In the UK, the figure is 0.26 deaths per 100,000 people; or put it another way, you are 40 times more likely to be shot dead in the US as you are in the UK by a gun. In Australia, it’s 0.86 deaths per 100,000.
Hong Kong, South Korea and Singapore (in some countries in Asia the death penalty exists for even owning part of a gun) there are 0.03, 0.06 and 0.16 deaths per 100,000 people a year.
When you look at developed nations, the US simply has more guns and more gun deaths than anyone else. Only places like Honduras, El Salvador, Guatemala and Colombia have more per 100,000 population. Does anyone seriously not believe there is a link between access to firearms and the number of firearm related deaths, plus all the associated grief and costs that result?

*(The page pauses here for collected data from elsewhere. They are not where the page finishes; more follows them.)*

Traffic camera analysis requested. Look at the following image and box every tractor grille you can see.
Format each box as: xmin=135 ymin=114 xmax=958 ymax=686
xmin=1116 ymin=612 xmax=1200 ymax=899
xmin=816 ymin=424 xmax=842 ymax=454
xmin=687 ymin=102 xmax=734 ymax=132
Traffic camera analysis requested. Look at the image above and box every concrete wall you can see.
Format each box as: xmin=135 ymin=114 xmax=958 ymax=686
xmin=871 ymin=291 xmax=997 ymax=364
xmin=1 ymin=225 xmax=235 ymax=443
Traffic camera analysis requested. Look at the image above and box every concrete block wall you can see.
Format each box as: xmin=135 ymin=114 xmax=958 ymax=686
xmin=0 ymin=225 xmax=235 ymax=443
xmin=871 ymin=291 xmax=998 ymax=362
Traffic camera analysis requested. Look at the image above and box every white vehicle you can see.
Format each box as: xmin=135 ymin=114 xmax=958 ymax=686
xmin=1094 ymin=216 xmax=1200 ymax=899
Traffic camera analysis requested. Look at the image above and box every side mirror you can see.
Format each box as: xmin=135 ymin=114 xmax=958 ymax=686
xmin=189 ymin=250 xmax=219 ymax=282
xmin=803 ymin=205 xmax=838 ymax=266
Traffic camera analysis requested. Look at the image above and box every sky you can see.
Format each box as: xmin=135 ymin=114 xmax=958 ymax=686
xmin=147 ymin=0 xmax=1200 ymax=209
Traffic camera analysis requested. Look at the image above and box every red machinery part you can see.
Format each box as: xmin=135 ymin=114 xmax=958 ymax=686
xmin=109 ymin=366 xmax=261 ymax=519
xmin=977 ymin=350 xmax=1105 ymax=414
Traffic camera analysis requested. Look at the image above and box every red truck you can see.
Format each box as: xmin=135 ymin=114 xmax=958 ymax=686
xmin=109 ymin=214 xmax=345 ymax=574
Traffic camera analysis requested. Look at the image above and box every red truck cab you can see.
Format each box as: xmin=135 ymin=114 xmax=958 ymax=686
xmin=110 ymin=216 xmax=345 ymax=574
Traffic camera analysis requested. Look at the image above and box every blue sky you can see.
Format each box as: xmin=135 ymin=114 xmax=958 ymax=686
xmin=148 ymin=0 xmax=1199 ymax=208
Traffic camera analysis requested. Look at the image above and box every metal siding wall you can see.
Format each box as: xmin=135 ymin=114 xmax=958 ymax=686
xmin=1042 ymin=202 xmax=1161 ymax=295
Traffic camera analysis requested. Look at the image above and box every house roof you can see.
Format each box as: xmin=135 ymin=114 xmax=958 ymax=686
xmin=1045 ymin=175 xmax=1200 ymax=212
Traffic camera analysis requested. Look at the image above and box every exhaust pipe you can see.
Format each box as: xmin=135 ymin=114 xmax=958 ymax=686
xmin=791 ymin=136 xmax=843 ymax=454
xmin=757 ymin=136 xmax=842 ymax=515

So the weight of evidence is clearly for tighter gun control, but it’s the emotional argument (not rational) that holds sway. ‘Don’t take away our 2nd amendment rights / freedom’ chime the proponents of gun ownership. No, I’m not taking away your 2nd amendments rights to hold a gun or your freedom. In the same way you are free to smoke, eat burgers and drive cars, you have to accept there must be reasonable restrictions on what you can and cannot do with what is (by definition) a lethal weapon. We are about protecting the innocent (50 mass school shootings a year – are you serious?!) and the greater good, while still allowing you to own a gun, go down the rifle range, keep it under lock and key in a safe place.
By the way, I like guns. I enjoyed shooting at a rifle range when I was a teenager. I grew up in the English countryside. Farmers and friends had guns. My Dad had an air rifle at home, and regularly went on shoots. I practised shooting the air rifle with my brothers, at cardboard pigeon targets out back when I was a kid. I loved it.
But don’t listen to me. Listen to Steve Elliott from the States, who, 6 days ago, posted on his Facebook how he destroyed his own gun page to remove 1 gun from the millions circulating in the US…
None of us individually can stop gun violence in America, but as a responsible gun owner, I will no longer be used as a justification for doing nothing about it. Today I did what I could. Today there is #ONELESSGUN.
It’s had 36,000 shares, and has been picked up my major media outlets around the world. Will something happen this time?